There is virtually nothing that would make me want to pick up a book like this; it essentially shrieks “unleavened partisan bias” from across the room. I want to read something that tells me truthfully what’s going on, not something that lulls me into a false sense of my ideological superiority. I am not blind, and I don’t want to read something that presumes that I am (and coddles and flatters that tendency).

Books like this are an insult to the intelligence. (I feel the same way about books like Ann Coulter’s Treason and Sean Hannity’s Deliver Us from Evil). I also think they’re a worrisome trend. Did we see books that screamed similar things about previous presidents while they were in office? What do books like this say about our ability as a nation to get beyond our entrenched partisan divisions? Are future presidents (no matter their party affiliation) destined to be smacked across the face by books like this 15 minutes after they are inaugurated?

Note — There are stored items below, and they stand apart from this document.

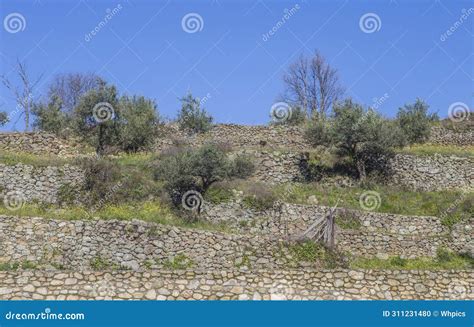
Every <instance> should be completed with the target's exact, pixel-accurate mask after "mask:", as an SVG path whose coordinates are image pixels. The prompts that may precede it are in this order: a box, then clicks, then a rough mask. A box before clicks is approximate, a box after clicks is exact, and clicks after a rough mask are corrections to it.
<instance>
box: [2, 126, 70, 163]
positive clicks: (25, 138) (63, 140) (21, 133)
mask: <svg viewBox="0 0 474 327" xmlns="http://www.w3.org/2000/svg"><path fill="white" fill-rule="evenodd" d="M0 149H1V150H8V151H13V152H27V153H32V154H37V155H59V156H63V157H70V156H75V155H77V150H75V149H74V148H73V147H72V146H71V145H68V144H67V143H66V142H65V141H64V140H61V139H59V138H57V137H56V136H54V135H52V134H48V133H34V132H31V133H0Z"/></svg>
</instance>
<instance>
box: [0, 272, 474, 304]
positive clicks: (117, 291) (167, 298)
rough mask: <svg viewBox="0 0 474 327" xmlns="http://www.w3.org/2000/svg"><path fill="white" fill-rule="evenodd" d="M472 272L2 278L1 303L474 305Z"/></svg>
mask: <svg viewBox="0 0 474 327" xmlns="http://www.w3.org/2000/svg"><path fill="white" fill-rule="evenodd" d="M472 285H474V273H473V272H472V271H397V270H394V271H390V270H383V271H382V270H320V271H318V270H308V271H293V270H290V271H242V270H240V271H226V270H220V271H184V270H183V271H162V270H153V271H149V272H116V271H115V272H80V273H79V272H53V271H49V272H48V271H18V272H0V299H2V300H14V299H48V300H77V299H124V300H128V299H136V300H186V299H190V300H193V299H195V300H201V299H220V300H237V299H241V300H252V299H253V300H262V299H263V300H270V299H273V300H276V299H289V300H299V299H326V300H332V299H339V300H343V299H373V300H379V299H380V300H392V299H394V300H401V299H430V300H443V299H446V300H450V299H452V300H454V299H456V300H461V299H471V300H472V299H474V294H473V288H472V287H473V286H472Z"/></svg>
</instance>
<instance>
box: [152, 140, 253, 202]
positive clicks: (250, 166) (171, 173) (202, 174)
mask: <svg viewBox="0 0 474 327" xmlns="http://www.w3.org/2000/svg"><path fill="white" fill-rule="evenodd" d="M253 170H254V165H253V162H252V161H251V160H250V159H249V158H246V157H242V156H237V157H234V158H230V157H229V156H228V155H227V153H226V151H225V149H224V148H223V147H221V146H218V145H216V144H212V143H209V144H205V145H203V146H201V147H199V148H197V149H193V148H173V149H170V150H168V151H167V152H165V153H163V154H162V155H161V156H160V158H159V159H158V161H157V165H156V170H155V177H156V179H158V180H161V181H164V182H165V188H166V190H167V192H168V194H169V195H170V197H171V199H172V201H173V203H174V204H175V205H178V204H179V203H181V198H182V196H183V194H184V193H185V192H187V191H196V192H199V193H200V194H201V195H204V194H205V193H206V191H207V190H208V189H209V187H210V186H211V185H212V184H214V183H216V182H219V181H223V180H228V179H233V178H246V177H248V176H249V175H251V174H252V173H253Z"/></svg>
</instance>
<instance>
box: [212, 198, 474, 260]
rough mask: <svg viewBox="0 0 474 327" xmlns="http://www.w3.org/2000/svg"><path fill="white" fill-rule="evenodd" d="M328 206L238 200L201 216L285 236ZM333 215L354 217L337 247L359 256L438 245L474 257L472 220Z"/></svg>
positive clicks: (379, 253)
mask: <svg viewBox="0 0 474 327" xmlns="http://www.w3.org/2000/svg"><path fill="white" fill-rule="evenodd" d="M329 209H330V208H328V207H323V206H316V205H313V206H309V205H296V204H286V203H285V204H276V205H275V206H274V207H273V208H272V209H269V210H265V211H263V212H261V211H256V210H253V209H251V208H247V207H246V206H245V204H243V203H242V202H241V201H239V200H237V201H232V202H228V203H223V204H217V205H213V204H209V203H207V204H206V205H205V206H204V210H203V217H204V218H205V219H207V220H209V221H210V222H213V223H226V224H228V225H230V226H232V227H233V228H234V229H235V230H238V232H239V233H244V234H258V235H263V236H267V237H276V235H278V237H279V238H283V239H294V238H297V237H298V236H299V235H302V233H303V232H304V231H305V230H306V229H307V228H308V227H309V226H310V225H311V224H312V223H313V222H314V221H315V220H316V219H318V218H319V217H322V216H325V215H326V214H327V213H328V212H329ZM336 217H341V219H342V218H344V217H345V219H351V220H354V221H353V222H352V223H354V222H355V221H356V222H357V224H356V225H358V226H359V227H358V228H356V229H344V228H340V227H338V228H337V230H336V243H337V245H338V248H339V249H341V250H343V251H347V252H349V253H353V254H354V255H358V256H366V257H373V256H378V257H380V258H387V257H389V256H401V257H404V258H416V257H435V256H436V252H437V250H438V248H447V249H451V250H453V251H455V252H459V253H469V254H471V255H473V256H474V232H473V228H474V220H471V221H468V222H463V223H459V224H457V225H455V226H454V227H453V228H452V230H450V229H449V228H448V227H446V226H443V225H442V224H441V220H440V219H439V218H437V217H425V216H403V215H395V214H386V213H375V212H368V211H358V210H347V209H338V210H336Z"/></svg>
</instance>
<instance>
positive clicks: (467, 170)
mask: <svg viewBox="0 0 474 327" xmlns="http://www.w3.org/2000/svg"><path fill="white" fill-rule="evenodd" d="M240 153H241V154H244V155H251V156H253V157H254V158H255V161H256V166H257V169H256V172H255V174H254V176H253V177H252V178H253V180H255V181H261V182H265V183H269V184H278V183H287V182H298V181H302V180H304V176H305V172H304V171H302V166H304V165H302V162H303V161H304V160H306V156H305V155H304V154H303V153H283V152H278V151H272V152H268V151H254V150H244V151H241V152H240ZM392 170H393V175H392V176H391V177H390V178H389V180H388V181H387V182H388V183H389V184H394V185H400V186H404V187H409V188H411V189H417V190H424V191H433V190H444V189H461V190H466V191H472V190H473V189H474V158H469V157H468V158H458V157H447V156H432V157H417V156H411V155H397V156H396V157H395V159H394V160H393V161H392ZM83 175H84V174H83V172H82V170H81V169H80V168H78V167H77V166H69V165H64V166H58V167H56V166H50V167H33V166H30V165H25V164H17V165H14V166H9V165H4V164H0V190H3V192H2V193H0V194H1V195H5V191H9V192H13V193H19V194H21V196H23V197H24V198H25V199H26V200H27V201H30V200H38V201H41V202H48V203H51V202H56V200H57V197H56V195H57V193H58V190H59V189H60V187H61V186H62V185H65V184H69V185H79V184H81V183H82V181H83Z"/></svg>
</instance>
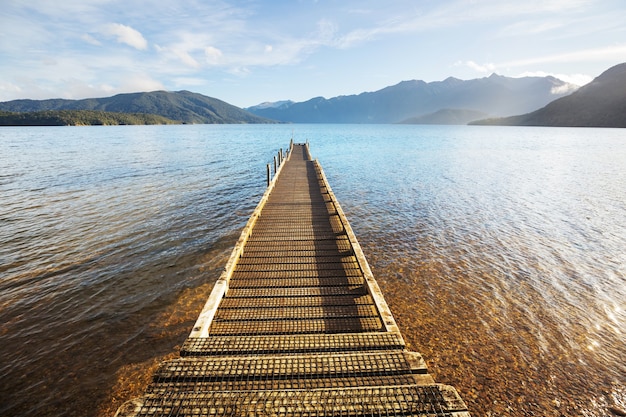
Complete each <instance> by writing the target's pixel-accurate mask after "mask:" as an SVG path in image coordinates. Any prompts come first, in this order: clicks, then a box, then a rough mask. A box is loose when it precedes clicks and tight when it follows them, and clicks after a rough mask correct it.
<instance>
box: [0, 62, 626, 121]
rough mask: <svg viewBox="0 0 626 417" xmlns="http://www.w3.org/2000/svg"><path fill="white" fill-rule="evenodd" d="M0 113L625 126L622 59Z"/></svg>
mask: <svg viewBox="0 0 626 417" xmlns="http://www.w3.org/2000/svg"><path fill="white" fill-rule="evenodd" d="M537 109H539V110H537ZM59 111H61V112H67V111H74V113H71V114H69V113H58V112H59ZM2 112H5V113H2ZM54 112H57V113H54ZM81 112H82V113H81ZM114 113H117V114H114ZM131 113H132V115H131V116H130V117H127V116H126V115H127V114H131ZM147 115H152V116H154V115H157V116H161V117H164V118H167V119H169V120H164V119H158V118H155V117H147ZM0 116H1V117H0V118H1V119H2V120H0V124H7V123H8V124H20V125H29V124H42V123H43V124H45V123H49V124H52V123H54V124H63V123H77V124H78V123H81V124H82V123H91V124H110V123H111V124H127V123H143V124H145V123H280V122H287V123H290V122H291V123H413V124H467V123H469V122H471V124H497V125H536V126H603V127H626V63H623V64H619V65H616V66H614V67H612V68H610V69H608V70H607V71H605V72H603V73H602V74H601V75H600V76H598V77H597V78H596V79H594V80H593V81H592V82H591V83H589V84H587V85H585V86H584V87H582V88H578V87H577V86H574V85H572V84H568V83H566V82H564V81H561V80H559V79H557V78H554V77H523V78H509V77H503V76H499V75H496V74H493V75H491V76H490V77H485V78H479V79H474V80H467V81H464V80H459V79H457V78H452V77H450V78H447V79H445V80H443V81H437V82H430V83H426V82H424V81H417V80H413V81H403V82H401V83H399V84H396V85H393V86H389V87H386V88H383V89H381V90H378V91H374V92H365V93H361V94H357V95H349V96H339V97H334V98H330V99H325V98H323V97H316V98H313V99H310V100H308V101H304V102H293V101H290V100H287V101H280V102H274V103H269V102H266V103H262V104H259V105H257V106H253V107H249V108H247V109H241V108H239V107H235V106H233V105H230V104H228V103H226V102H224V101H221V100H218V99H216V98H212V97H207V96H204V95H201V94H197V93H192V92H190V91H177V92H167V91H154V92H150V93H131V94H118V95H115V96H113V97H107V98H92V99H84V100H64V99H50V100H13V101H7V102H3V103H0ZM486 118H488V119H486ZM3 120H4V122H3ZM68 120H70V122H68ZM5 122H6V123H5Z"/></svg>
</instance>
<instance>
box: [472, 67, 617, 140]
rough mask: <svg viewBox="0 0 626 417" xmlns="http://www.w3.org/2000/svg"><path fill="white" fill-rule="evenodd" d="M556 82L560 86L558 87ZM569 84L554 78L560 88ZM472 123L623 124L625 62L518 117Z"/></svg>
mask: <svg viewBox="0 0 626 417" xmlns="http://www.w3.org/2000/svg"><path fill="white" fill-rule="evenodd" d="M559 82H560V83H561V87H559V86H558V85H559ZM568 86H571V84H567V83H564V82H563V81H560V80H557V82H555V83H554V87H553V89H552V91H554V89H555V88H556V89H558V90H559V91H560V90H562V89H563V88H567V87H568ZM472 124H487V125H505V126H570V127H576V126H584V127H622V128H624V127H626V63H623V64H618V65H615V66H613V67H611V68H609V69H608V70H606V71H604V72H603V73H602V74H600V75H599V76H598V77H596V78H595V79H594V80H593V81H592V82H590V83H589V84H587V85H585V86H583V87H581V88H578V89H577V90H576V91H575V92H573V93H572V94H569V95H566V96H563V97H561V98H558V99H556V100H554V101H552V102H550V103H548V104H547V105H545V106H544V107H542V108H540V109H539V110H535V111H533V112H530V113H526V114H521V115H519V116H511V117H504V118H498V119H487V120H481V121H478V122H473V123H472Z"/></svg>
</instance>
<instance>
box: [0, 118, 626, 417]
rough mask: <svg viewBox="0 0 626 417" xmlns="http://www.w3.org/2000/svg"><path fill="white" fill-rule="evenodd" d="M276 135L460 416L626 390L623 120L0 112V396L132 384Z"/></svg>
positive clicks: (165, 342)
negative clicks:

Michigan Weather: Never Boring

It’s May 3, but the wind was astonishingly cold and biting this morning, so much so that I regretted leaving the house without coat and gloves. Same story at 12.30, still, though it had grown more temperate within an hour.

Signs of Change

It was not empty in Ambrosia this afternoon, but it wasn’t packed, either. The atmosphere was more relaxed than it’s been in a while.

Campus had a similar feel. Fairly empty at 9 when I got there, but enough people around when I left the office around 12.30 for it not to be a ghost town. The library was empty this morning but (to my surprise) most of the computers in the Science Library on the third floor of the Undergrad were occupied when I passed by this afternoon.

By lunch Liberty was fairly crowded with pedestrians. Again, not the usual weekday school year level, but not depopulated, either. Borders was doing brisk foot traffic.

Curiously, the morning 6 Ellsworth bus was more crowded this morning than it usually is during the school year. Mostly working-class folks on their way to jobs.

The State Street corridor had some vehicular traffic on it, but nothing comapred with the standard weekday (or weekend) school year traffic.

Also, the houses along State above Packard were nearly evacuated. There was one house this morning that had a handful of party-hearty holdouts drinking beer on the lawn at 9.00, but other than that it was dead. A couple of overflowing garbage cans on one lawn. A big stack of red plastic cups for keggers sitting on the porch rail of another house. A carpet-cleaning truck had a hose running into another presumably liquor-soaked domicile. The scary-looking box on the corner of State and Stimson had a pleading, neatly processor-printed sign on butcher paper on the front of it from Oppenheimer Properties reading “WOW! 2BR APTS $745.” Yeah, wow.

There were at least four moving trucks within the environs of our complex this afternoon.

Clearing Out

The town does appear to be clearing out. We took a little drive this afternoon. The area around our neighborhood was quiet, way quieter than usual (as “usual” has been for the past eight months, that is). There was some traffic (foot and cars both) in the Liberty area, but it was nothing compared to the usual level. And the State Street corridor around campus was relatively deserted.